The grants are given to recognize women in Utah who excel in categories such as small business start-up and expansion, community development, continuing education and teacher support, child and elderly care, health and human services and arts and culture.

Joan Dixon of Neighbor-2-Neighbor, Heather Fryxell of Movement Mentor Dance Therapy and Julee Smith of Your Community Connection were each given $3,000 during a recent ceremony. Three Idaho women were also awarded grants.

Dixon is a social entrepreneur who works as an adviser and trainer with community-based organizations, including the Neighbor-2-Neighbor Program at the Boulders Apartment Community in Provo.
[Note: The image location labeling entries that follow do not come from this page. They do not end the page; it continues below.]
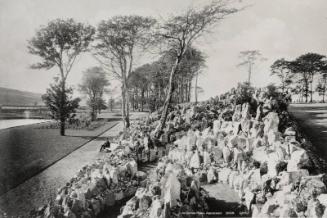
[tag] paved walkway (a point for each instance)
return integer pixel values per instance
(39, 189)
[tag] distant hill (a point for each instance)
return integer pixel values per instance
(17, 97)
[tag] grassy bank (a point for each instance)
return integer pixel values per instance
(27, 150)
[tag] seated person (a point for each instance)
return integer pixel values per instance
(106, 145)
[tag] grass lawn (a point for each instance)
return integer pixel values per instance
(26, 150)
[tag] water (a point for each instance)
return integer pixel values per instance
(4, 124)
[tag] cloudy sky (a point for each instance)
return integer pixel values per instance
(278, 28)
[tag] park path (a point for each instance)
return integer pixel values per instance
(36, 191)
(312, 119)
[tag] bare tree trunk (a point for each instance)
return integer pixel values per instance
(250, 72)
(311, 90)
(123, 105)
(142, 100)
(62, 102)
(164, 113)
(127, 106)
(196, 89)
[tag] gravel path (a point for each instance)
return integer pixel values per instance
(312, 119)
(36, 191)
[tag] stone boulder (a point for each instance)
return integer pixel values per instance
(299, 159)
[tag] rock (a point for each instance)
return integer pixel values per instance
(171, 189)
(216, 126)
(211, 175)
(217, 154)
(287, 178)
(315, 209)
(269, 207)
(155, 210)
(77, 206)
(195, 160)
(246, 125)
(231, 178)
(237, 113)
(260, 198)
(255, 209)
(132, 167)
(114, 175)
(249, 198)
(272, 163)
(323, 199)
(127, 212)
(238, 182)
(224, 174)
(145, 202)
(69, 214)
(259, 113)
(299, 159)
(246, 111)
(227, 154)
(206, 158)
(96, 206)
(290, 132)
(260, 154)
(271, 122)
(287, 211)
(140, 175)
(109, 198)
(312, 186)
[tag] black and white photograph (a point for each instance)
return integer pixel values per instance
(163, 108)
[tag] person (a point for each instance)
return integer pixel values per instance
(106, 145)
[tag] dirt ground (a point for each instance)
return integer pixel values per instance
(26, 150)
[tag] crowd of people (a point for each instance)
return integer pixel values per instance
(253, 147)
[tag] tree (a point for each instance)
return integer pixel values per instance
(322, 86)
(60, 102)
(307, 66)
(111, 104)
(118, 40)
(249, 58)
(94, 82)
(179, 32)
(59, 44)
(281, 68)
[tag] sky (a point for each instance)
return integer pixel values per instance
(278, 28)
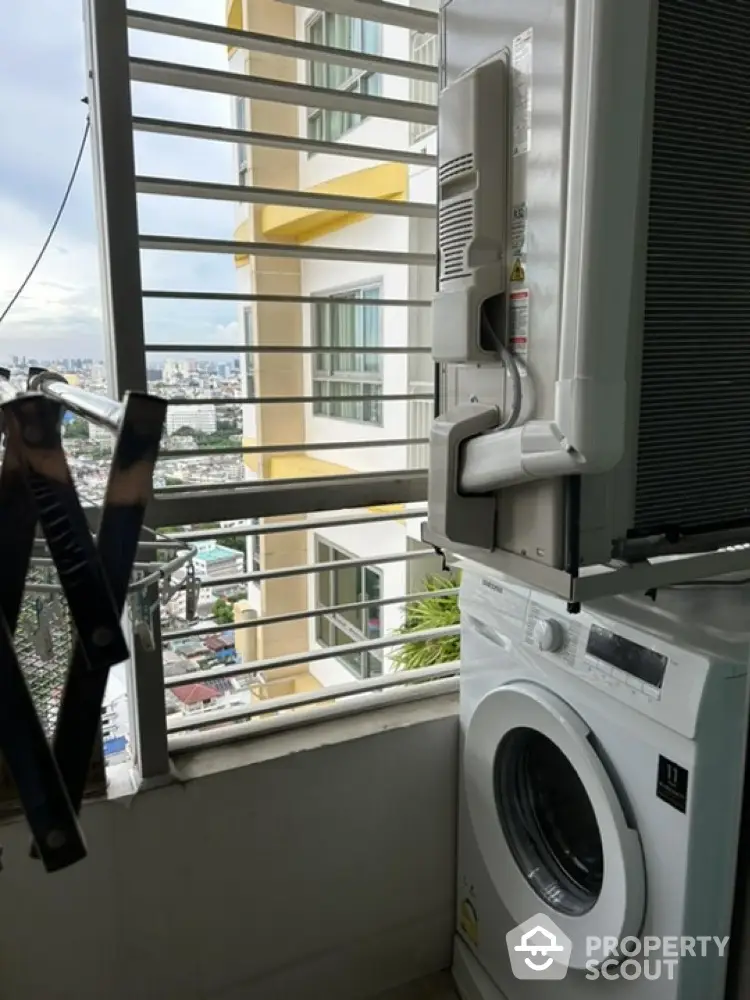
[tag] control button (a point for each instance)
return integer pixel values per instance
(549, 635)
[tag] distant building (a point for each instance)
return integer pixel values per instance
(197, 418)
(212, 560)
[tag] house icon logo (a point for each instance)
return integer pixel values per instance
(538, 949)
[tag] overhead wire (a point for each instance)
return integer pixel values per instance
(55, 222)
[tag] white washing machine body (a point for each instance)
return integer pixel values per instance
(602, 764)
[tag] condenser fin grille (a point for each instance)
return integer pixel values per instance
(694, 434)
(455, 233)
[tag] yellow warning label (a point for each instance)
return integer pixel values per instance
(517, 273)
(468, 922)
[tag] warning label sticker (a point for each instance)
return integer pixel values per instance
(518, 340)
(518, 225)
(521, 65)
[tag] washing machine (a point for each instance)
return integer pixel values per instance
(601, 784)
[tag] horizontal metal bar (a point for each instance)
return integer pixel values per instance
(391, 397)
(277, 45)
(306, 525)
(99, 410)
(395, 14)
(311, 656)
(282, 349)
(173, 188)
(170, 74)
(384, 682)
(295, 299)
(283, 498)
(286, 449)
(270, 140)
(310, 568)
(297, 616)
(243, 484)
(301, 718)
(290, 251)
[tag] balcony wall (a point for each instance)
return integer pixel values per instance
(313, 863)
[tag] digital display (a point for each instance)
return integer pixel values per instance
(638, 661)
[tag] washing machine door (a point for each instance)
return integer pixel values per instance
(548, 821)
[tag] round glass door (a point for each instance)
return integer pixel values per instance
(547, 820)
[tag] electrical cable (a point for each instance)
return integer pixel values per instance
(55, 222)
(514, 371)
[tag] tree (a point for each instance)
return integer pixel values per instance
(430, 613)
(223, 612)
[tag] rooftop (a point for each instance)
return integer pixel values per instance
(217, 553)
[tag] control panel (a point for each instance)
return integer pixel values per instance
(602, 654)
(550, 634)
(659, 661)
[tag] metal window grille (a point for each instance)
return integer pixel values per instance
(320, 517)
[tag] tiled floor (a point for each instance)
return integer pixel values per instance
(438, 987)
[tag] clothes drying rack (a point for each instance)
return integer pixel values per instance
(43, 523)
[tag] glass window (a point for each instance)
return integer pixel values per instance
(241, 122)
(343, 379)
(247, 322)
(548, 821)
(345, 586)
(424, 49)
(255, 548)
(343, 32)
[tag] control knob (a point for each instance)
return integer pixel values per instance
(549, 635)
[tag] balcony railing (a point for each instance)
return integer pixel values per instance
(306, 459)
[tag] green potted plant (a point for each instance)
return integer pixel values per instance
(436, 611)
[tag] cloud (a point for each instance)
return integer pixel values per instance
(42, 78)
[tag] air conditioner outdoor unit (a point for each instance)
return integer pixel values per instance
(593, 311)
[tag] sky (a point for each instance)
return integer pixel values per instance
(42, 81)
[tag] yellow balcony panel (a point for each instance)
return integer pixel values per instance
(252, 461)
(242, 235)
(234, 20)
(387, 182)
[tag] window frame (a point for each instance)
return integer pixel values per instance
(423, 91)
(328, 594)
(251, 372)
(320, 121)
(362, 380)
(241, 122)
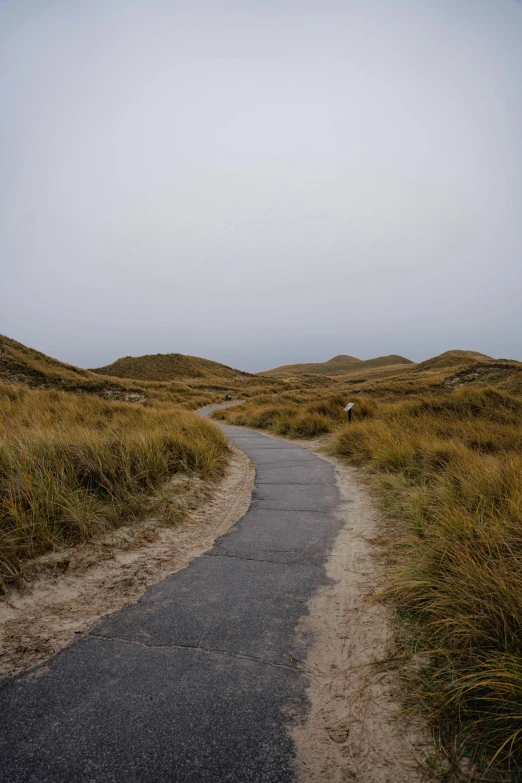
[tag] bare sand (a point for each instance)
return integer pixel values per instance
(67, 591)
(355, 730)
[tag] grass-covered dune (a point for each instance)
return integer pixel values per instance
(73, 465)
(447, 465)
(167, 367)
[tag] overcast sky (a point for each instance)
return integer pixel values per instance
(261, 182)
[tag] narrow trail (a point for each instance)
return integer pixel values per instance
(204, 678)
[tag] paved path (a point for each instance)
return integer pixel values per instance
(198, 680)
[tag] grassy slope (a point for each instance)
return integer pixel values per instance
(72, 465)
(339, 365)
(76, 457)
(443, 445)
(167, 367)
(22, 365)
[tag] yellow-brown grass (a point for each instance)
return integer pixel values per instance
(72, 465)
(448, 467)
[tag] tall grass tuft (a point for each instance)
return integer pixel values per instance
(448, 467)
(451, 468)
(72, 465)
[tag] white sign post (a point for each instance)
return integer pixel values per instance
(348, 409)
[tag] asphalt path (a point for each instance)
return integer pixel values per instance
(201, 679)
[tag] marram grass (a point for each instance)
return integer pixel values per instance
(448, 467)
(73, 465)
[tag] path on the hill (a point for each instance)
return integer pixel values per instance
(200, 679)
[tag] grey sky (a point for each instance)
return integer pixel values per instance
(261, 182)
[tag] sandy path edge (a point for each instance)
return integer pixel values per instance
(78, 586)
(355, 730)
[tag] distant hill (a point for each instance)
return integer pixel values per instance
(22, 365)
(167, 367)
(339, 365)
(452, 359)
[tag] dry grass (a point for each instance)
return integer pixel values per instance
(448, 467)
(73, 465)
(339, 365)
(168, 367)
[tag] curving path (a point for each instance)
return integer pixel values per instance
(199, 681)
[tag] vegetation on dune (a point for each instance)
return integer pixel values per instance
(338, 365)
(167, 367)
(447, 465)
(73, 465)
(442, 441)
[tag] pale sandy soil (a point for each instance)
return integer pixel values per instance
(355, 730)
(67, 591)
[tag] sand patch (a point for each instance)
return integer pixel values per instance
(355, 730)
(67, 591)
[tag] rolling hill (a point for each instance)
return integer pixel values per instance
(339, 365)
(452, 358)
(22, 365)
(167, 367)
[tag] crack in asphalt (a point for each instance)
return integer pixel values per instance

The program organizes representatives who live in the low-income apartment complex to assist neighbors by helping transport them to stores or doctor appointments, organizing health and safety fairs and reporting on problems.


We are so proud to have developed the Smart Women Grants to help bolster the efforts of everyday heroines like Joan, Julee, and Heather, who strengthen our communities.

–Diana George, Zion's Bank


The grant money will cover the cost of stipends for Neighbor-2-Neighbor representatives, who help foster a socially cohesive community.

Fryxell is a former professional ballerina who teaches at Wasatch Dance Center in Heber City, where she has introduced the Movement Mentor Dance Therapy Program. Advanced students are paired with special-needs children for dance instruction and performance experience that helps enhance physical coordination and strength while also boosting self-esteem and creativity.

The grant will help expand this free program to more students.

As executive director of Your Community Connection in Ogden, Smith has encountered hundreds of women and families who successfully transition out of a domestic violence situations through her organization’s crisis center. In 2011, Your Community Connection provided safety and security to 388 women and children though shelter services.

The grant will help provide resources such as bus tokens, educational assistance and training, and fees for accessing documents like social security cards and birth certificates, to help victims make the transition to independent, violence-free lives.

“We are so proud to have developed the Smart Women Grants to help bolster the efforts of everyday heroines like Joan, Julee, and Heather, who strengthen our communities in so many ways through their various talents,” said Diana George, vice president and manager of Zions Bank’s Women’s Financial Group.

Over eight years, Zions Bank has awarded more than $160,000 through the Smart Women Grants.